En cours de chargement...
A la fin des années cinquante, les hautes grilles des Chantiers de l'Atlantique libéraient, à l'occasion de départs à la retraite, une excitation inhabituelle. Alors que s'écoulait à la débauche, sur le terre-plein de Penhoët et alentours, le flot pressé des vélos, cyclomoteurs, motocyclettes filant vers Trignac, Herbins, le centre-ville, les bacs de Mindin..., et que s'échauffaient les moteurs des cars ramenant les Briérons sur leurs "îles", des cohortes compactes d'ouvriers fendaient le courant.
Remous et brouhaha de petites troupes fraternelles.

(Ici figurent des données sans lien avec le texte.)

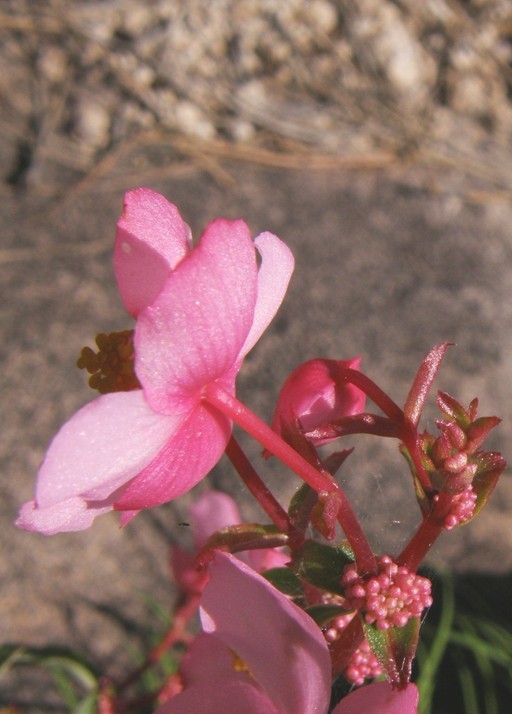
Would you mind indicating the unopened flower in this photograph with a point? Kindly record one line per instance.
(264, 655)
(462, 508)
(199, 311)
(315, 394)
(390, 598)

Il fallait voir ces cortèges formés au sein des différents ateliers, pour fêter l'un ou plusieurs de leurs compagnons ! Jeune journaliste, j'ai partagé le temps d'une photo et de quelques notes ces instants de camaraderie qui s'exprimaient autour de tables soigneusement dressées dans les cafés, à travers chansons, compliments et remises de cadeaux.
Entre hommes. Seule femme invitée : "ma Nazairienne aux grands yeux noirs / cheveux d'ébène qui brillent le soir". Café de Paris, café des Baléares, Le Chantilly... Je courais à Solex, d'un café et d'un restaurant à l'autre, l'Agfa en bandoulière, faire claquer l'ampoule de flash, dont j'humectais le culot pour mieux déclencher le contact. "Tu prends bien l'orthographe des noms et note aussi les prénoms car en Brière (d'où la moitié des métallos étaient originaires) tout le monde s'appelle pareil : Moyon, Mahé, Vince ou Halgand", m'avait recommandé en souriant Roger Guillet, le chef de rédaction.